WILLISTON, N.D. — Work at the Williston Basin International Airport is in its final stages, and with the opening less than three weeks away, airport officials are preparing to share the new state-of-the-art facility with the public.
Scheduled to open its doors on Oct. 10, the airport has seen its share of setbacks, from delays in work to lack of materials, but despite those hiccups, Dudas said things are right on track to meet the opening deadline.
“The runway is 100 percent paved, and they’re actually working on painting and grooving that right now,” Airport Director Anthony Dudas said. “They do have the full parallel taxiways paved as well. They’re getting down to the finishes now at the terminal building, which is really wonderful to see. It’s really taking shape. It’s all getting to those final details.
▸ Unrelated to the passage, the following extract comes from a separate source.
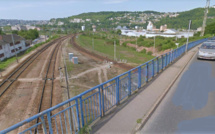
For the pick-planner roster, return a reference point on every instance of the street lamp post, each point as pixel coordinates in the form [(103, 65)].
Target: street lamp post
[(177, 44), (154, 46), (190, 22), (14, 48), (93, 41)]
The commercial terminal is anticipated to be ready and willing to operate all those commercial aircraft on October 10.”
This week, Dudas said, the Federal Aviation Administration will spend three days doing the required flight checks for the facility, with ground inspectors from the FAA also on site to check over the paved areas, paint markers and other critical infrastructure items that require certification prior to the airport’s opening.
Security inspections of the facility will also scheduled this week by the Transportation Security Administration.
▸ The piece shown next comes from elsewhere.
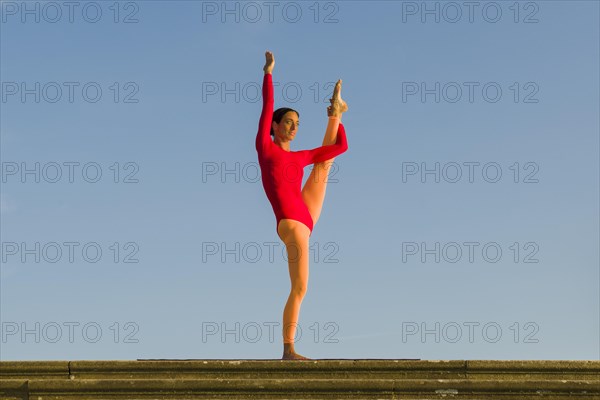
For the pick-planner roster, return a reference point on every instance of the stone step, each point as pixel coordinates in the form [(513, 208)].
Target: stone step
[(278, 379)]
Prior to the airport’s official opening, the public will get a chance to see the facility up close for themselves at a special community grand opening from 10 a.m. to 2 p.m. MT on Saturday, Oct. 5.
The public will be welcome to tour the facility, including parts of the commercial terminal that passengers typically do not see.
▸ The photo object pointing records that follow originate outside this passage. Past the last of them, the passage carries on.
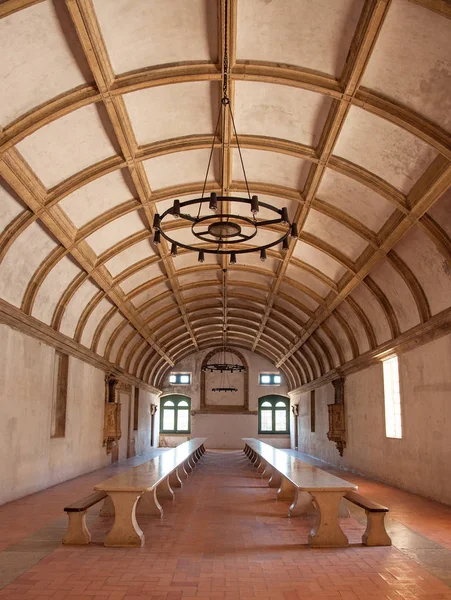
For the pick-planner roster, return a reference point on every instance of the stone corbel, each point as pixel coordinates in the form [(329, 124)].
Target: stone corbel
[(112, 421), (337, 417)]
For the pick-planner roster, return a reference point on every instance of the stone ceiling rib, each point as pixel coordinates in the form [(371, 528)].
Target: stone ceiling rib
[(85, 21), (370, 23), (28, 187)]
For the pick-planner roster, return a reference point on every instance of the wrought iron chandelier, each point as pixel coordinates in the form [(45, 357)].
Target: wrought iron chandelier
[(220, 231), (224, 367)]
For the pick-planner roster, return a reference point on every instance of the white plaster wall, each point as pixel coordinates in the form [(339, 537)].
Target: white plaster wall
[(421, 461), (29, 459), (225, 430)]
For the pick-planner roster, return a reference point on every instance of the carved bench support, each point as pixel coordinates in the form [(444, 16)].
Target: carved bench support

The event is a family-friendly affair and will feature food and activities for all ages. The public can also get an up-close look at the runway by participating in the Runway Run, a 5K run that takes place on the airport’s actual runway.
“It’s just a chance to come out and see this new facility that we built for our community and for our region,” Dudas said. “It really is an airport for the people, and we really want to make sure that they have an opportunity to see it before it’s operational.”
As of yet, there are no concrete plans for the redevelopment of Sloulin Field once the final flight lands on Oct. 9, but Don Cardon, owner’s representative and CEO of Cardon Global, said the city has been working to put a “master plan” in place for the site’s development. While unable to give specific details, Cardon did say that the site is garnering much interest from those hoping to develop the land.